Si on peut discuter de la légitimité des interventions internationales dans le conflit qui oppose des factions rivales en Côte d’Ivoire (nos lecteurs savent qu’à mon avis Laurent Gbagbo est le président légitime, mais la question n’est pas définitivement résolue), si on peut – très éventuellement – se réjouir du départ en exil du président tunisien ou du raïs égyptien, il ne fait aucun doute que M. Kadhafi est le chef d’Etat incontestable de la Libye jusqu’à son renversement, son abdication ou son assassinat et qu’il doit être reconnu comme tel par tous les Etats de la communauté internationale, y compris – et plus encore – par les pays neutres.

Peut-on être neutre lorsqu’on se veut le meilleur élève de l’ONU et de ses œuvres?

La Confédération a dressé la liste de cent trente-sept individus appartenant ou associés aux talibans qui sont interdits de séjour ou de transit en Suisse. Soit!

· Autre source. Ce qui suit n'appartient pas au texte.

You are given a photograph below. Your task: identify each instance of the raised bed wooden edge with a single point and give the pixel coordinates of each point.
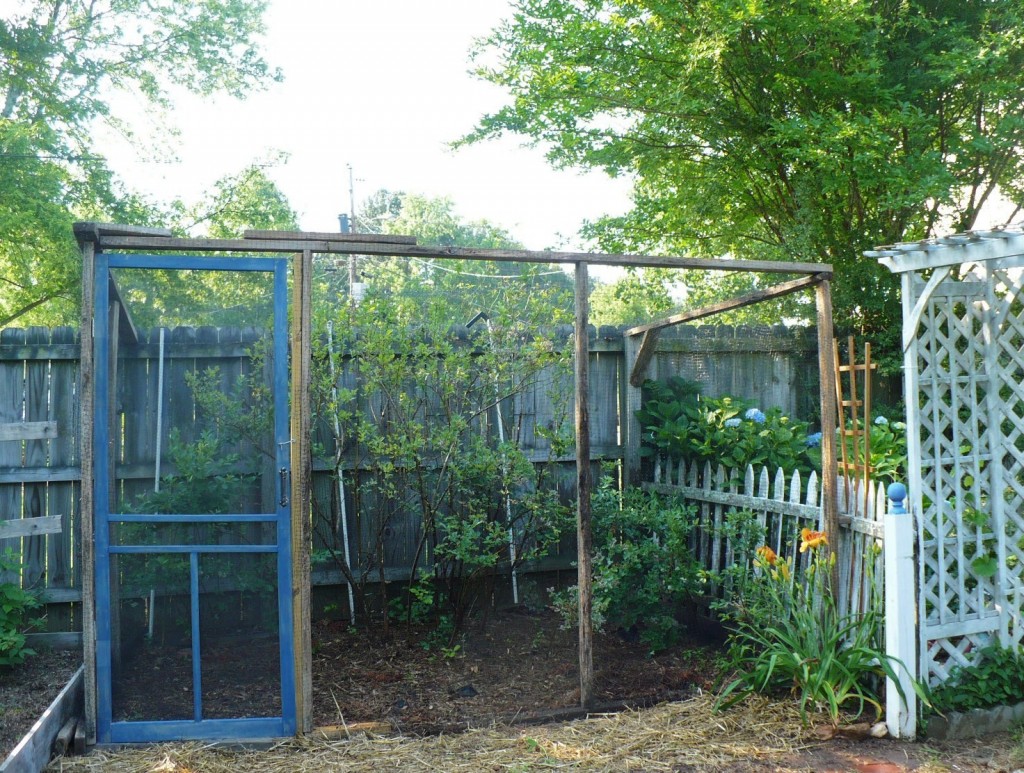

Mais elle était si pressée de montrer sa soumission aux injonctions de l’ONU qu’elle a publié son Ordonnance instituant des mesures à l’encontre de l’Erythrée7 le 3 février 2010. Petit détail gênant: cette ordonnance interdit l’entrée en Suisse de personnes dont la liste n’est pas encore constituée aujourd’hui!

De quelle manière le Conseil fédéral conçoit-il la mission qui lui est assignée par l’article 185 de la Constitution qui lui enjoint de prendre «des mesures pour préserver la sécurité extérieure, l’indépendance et la neutralité de la Suisse»?

L’activisme consistant à prendre à tout bout de champ des mesures contre tel ou tel, sur recommandation de l’ONU, alors que cette organisation s’abstient prudemment de chicaner tel ou tel autre Etat, protégé par de puissants lobbies, ce n’est pas la neutralité.

Pouvons-nous espérer, à l’occasion des récents événements d’Afrique du Nord, et notamment des attaques injustifiables contre la Libye, un véritable débat au Parlement sur la neutralité?

Claude Paschoud

1RS 946.231; 2 RS 946.231.116.9; 3 RS 946.231.12; 4 RS 946.231.127.6; 5 RS 946.231.128.9; 6 RS 946.231.132.1; 7 RS 946.231.132.9 ; 8 RS 946.231.138.1; 9 RS 946.231.143.6; 10 RS 946.231.157.5: soixant-deux pages de personnalités visées; 11 RS 946.231.16; 12 RS 946.231.169.4; 13 RS 946.231.175.8; 14 RS 946.231.18; 15 RS 946.206; 16 RS 946.207; 17 946.209.2; 18 RO 2011 1305.